When it comes to splitting assets during a divorce in Cobb County, the house and retirement funds are usually the biggest. As the housing market tumbles, retirement assets are taking center stage.
But deciding who gets what and how much when the Golden Years roll around can be tricky.
“That old saying that ‘the devil is in the details’ is especially true when it comes to dividing up retirement assets in a divorce,” said Martin Shenkman, a lawyer in New Jersey. “After all the trauma of a divorce, people don’t want to do the detailed paperwork, but you need to.”
Retirement funds accrued during the marriage, are considered marital assets and are hard to get excluded from a divorce settlement. “It is generally up to the person claiming a different designation to prove it in court,” said Maury Beaulier, an attorney based in Minneapolis, Minn.
What Your Ex-Spouse is Entitled to
Your marriage could have ended more than 20 years ago, but your ex-spouse may still be entitled to part of your retirement.
If a marriage laster longer than 10 years, your ex can claim Social Security at a rate of spouse contribution. Social Security is not usually addressed during a divorce, but it’s good to know that they can be entitled to part of it.
“An unmarried, divorced spouse is entitled to 50% of [her/his] former spouse’s Social Security starting at age 62,” said Clay Caldwell, a certified financial divorce practitioner.
The law sees marriage like a contract or starting a business partnership, Beaulier said.
“When two people get together, each owns 50% of a business–even if one sits at home–so the theory is the efforts of a homemaker to marriage is just as much as the person in the workforce,” said Beaulier.
The type of fund doesn’t matter: Whether it’s a pension, 401(k) or profit-sharing agreement, it will most likely be split up in your divorce settlement.
The best way to split up qualified accounts like 401(k)s and ESOPs is to use a Qualified Domestic Relations Order [QDRO] in your settlement. A QDRO establishes what each party is entitled to designates the amount of tax each party pays on the account.
Choosing not to use a QDRO is risky and can leave you paying taxes on money distributed to your ex.
Splitting your retirement can be as complicated as splitting hairs, and making a wrong decision could cause a financial disaster in your vintage years. Here are five ways to protect your retirement nest egg:
Track Your Assets
The best way to preserve your assets is to have clearly defined agreements relating to those assets, Beaulier said. A prenuptial agreement that fully discloses all the assets and liabilities of each party before the union and an agreement for how the assets will be handled if a divorce occurs is crucial
Because retirement benefits are considered marital assets, you have to determine the present value of each plan.

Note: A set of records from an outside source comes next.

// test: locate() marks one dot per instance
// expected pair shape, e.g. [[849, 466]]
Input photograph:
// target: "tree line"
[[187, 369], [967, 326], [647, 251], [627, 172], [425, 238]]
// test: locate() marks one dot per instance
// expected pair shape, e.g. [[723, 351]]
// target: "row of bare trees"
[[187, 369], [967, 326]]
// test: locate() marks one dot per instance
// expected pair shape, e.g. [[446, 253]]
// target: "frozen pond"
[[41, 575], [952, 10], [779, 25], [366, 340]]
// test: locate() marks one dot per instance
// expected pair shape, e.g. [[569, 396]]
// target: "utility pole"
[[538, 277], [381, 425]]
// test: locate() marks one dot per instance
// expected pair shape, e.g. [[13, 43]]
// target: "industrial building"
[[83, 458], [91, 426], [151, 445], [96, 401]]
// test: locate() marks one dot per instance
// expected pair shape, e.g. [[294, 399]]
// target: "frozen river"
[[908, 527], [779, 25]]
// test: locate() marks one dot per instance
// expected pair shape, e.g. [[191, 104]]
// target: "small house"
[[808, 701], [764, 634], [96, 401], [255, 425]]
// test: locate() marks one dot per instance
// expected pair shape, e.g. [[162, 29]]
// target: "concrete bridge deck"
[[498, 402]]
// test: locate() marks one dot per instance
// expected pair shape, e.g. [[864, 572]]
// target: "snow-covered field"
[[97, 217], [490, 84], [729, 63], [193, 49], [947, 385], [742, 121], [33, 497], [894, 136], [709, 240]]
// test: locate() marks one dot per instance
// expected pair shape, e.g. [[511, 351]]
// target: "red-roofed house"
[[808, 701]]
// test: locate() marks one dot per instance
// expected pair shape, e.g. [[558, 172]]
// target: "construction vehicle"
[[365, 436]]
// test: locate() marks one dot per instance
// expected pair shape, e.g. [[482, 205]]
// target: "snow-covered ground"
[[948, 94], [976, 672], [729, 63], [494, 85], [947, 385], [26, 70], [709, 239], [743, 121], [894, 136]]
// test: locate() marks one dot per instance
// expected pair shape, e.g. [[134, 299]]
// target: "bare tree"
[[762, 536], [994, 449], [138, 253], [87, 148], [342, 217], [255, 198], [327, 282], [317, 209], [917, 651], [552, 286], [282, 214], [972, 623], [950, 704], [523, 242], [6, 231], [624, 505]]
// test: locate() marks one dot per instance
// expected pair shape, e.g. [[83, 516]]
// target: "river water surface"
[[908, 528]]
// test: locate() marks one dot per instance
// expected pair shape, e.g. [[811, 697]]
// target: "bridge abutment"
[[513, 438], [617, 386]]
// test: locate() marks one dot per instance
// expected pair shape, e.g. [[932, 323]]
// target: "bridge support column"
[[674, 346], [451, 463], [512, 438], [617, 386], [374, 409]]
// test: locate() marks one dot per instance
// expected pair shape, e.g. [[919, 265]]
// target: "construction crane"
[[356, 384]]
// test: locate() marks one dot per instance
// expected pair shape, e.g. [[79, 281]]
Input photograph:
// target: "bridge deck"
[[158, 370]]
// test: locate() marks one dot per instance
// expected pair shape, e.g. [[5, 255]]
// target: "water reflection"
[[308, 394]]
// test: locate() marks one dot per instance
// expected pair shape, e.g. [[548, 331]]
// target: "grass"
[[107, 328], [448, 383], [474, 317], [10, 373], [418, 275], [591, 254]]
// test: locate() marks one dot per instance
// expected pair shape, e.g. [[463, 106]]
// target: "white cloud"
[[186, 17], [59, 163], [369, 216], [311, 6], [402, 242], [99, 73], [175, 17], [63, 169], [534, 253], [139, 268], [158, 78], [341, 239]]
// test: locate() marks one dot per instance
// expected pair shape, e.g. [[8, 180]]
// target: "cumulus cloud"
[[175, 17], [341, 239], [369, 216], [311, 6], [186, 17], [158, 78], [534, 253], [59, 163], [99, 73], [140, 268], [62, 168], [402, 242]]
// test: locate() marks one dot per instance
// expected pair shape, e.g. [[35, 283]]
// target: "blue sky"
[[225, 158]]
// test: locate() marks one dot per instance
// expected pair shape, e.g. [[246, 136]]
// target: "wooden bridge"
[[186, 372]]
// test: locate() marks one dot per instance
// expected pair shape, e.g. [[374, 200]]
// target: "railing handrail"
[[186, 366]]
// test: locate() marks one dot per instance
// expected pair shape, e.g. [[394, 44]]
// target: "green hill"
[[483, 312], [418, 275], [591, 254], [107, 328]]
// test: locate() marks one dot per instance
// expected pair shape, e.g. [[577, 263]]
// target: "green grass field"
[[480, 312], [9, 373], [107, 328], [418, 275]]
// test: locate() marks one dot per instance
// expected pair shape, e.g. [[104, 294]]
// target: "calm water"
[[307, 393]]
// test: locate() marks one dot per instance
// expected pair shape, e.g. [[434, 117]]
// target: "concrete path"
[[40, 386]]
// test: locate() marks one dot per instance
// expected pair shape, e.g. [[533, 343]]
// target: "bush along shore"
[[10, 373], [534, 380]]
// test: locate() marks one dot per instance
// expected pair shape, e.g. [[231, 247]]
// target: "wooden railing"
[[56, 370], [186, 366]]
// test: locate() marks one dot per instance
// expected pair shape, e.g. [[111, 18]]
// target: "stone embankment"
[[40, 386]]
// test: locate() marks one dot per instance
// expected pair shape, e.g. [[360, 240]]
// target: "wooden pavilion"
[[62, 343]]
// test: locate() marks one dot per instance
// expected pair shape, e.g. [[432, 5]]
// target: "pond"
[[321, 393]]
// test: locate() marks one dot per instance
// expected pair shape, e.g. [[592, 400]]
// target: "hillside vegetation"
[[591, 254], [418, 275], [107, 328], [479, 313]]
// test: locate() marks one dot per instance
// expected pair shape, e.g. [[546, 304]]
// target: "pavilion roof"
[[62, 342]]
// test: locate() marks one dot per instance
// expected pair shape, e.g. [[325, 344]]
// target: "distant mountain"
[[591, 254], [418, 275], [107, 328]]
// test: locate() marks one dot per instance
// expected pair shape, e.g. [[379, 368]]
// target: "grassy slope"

“Retaining records of what each person has when they enter into marriage can save thousands of dollars in a divorce,” Beaulier said.
It is also a good idea to keep quarterly reports of retirement records and the interest they accrue during the marriage.
Create the Right Account
When money is distributed from a qualified plan, it will have to be put into an IRA, since most plans don’t allow you to take a portion of someone else’s 401(k) and add it to your 401(k).
Once an agreement over who is entitled to what is reached, you want to make sure you have the money transferred to an account where it won’t be taxed.
If you decide to take the distribution from the fund right away, you are going to pay taxes on it, Caldwell said. But if you choose to defer payment, place the money into a qualified plan like an IRA.
Revaluate and Diversify your Funds
Reworking your retirement investment strategy is a step most people overlook after a divorce, said Shenkman.
“Most people do exactly the opposite,” Shenkman said. “A divorce wreaks havoc on investment planning and people, but you need to keep a diverse portfolio. Most of the time both people are left with disjointed portfolios.”
Shenkman recommends sitting down with a financial planner to look at your new financial life. Decide where you are, where you want to go and determine how you are going to reach your financial goals.
Familiarize Yourself with your Spouse’s Benefits
One of the biggest mistakes Caldwell sees people make is not knowing to what they are entitled under their spouse’s plan. Many plans are complicated, he said, and include a lot of stipulations and requirements.
“Once you know what [your spouse’s] benefits are, you can have them valued if you want an immediate distribution,” Caldwell said. He suggested that you know “when your spouse was enrolled in the benefit program, how long they worked, any retirement incentives, survivor benefits and cost of living increases.”
Change Your Beneficiary
As soon as the divorce is final be sure to sign new beneficiary designations. If you don’t, your ex could get your plan.
Often these forms are online and can be mailed to the sponsor. “So many banks keep getting bought out and then the stuff gets lost and sent to merger-merger never-land,” Shenkman said. Be sure to send it through certified mail and save the receipt to prove you changed beneficiary, he said.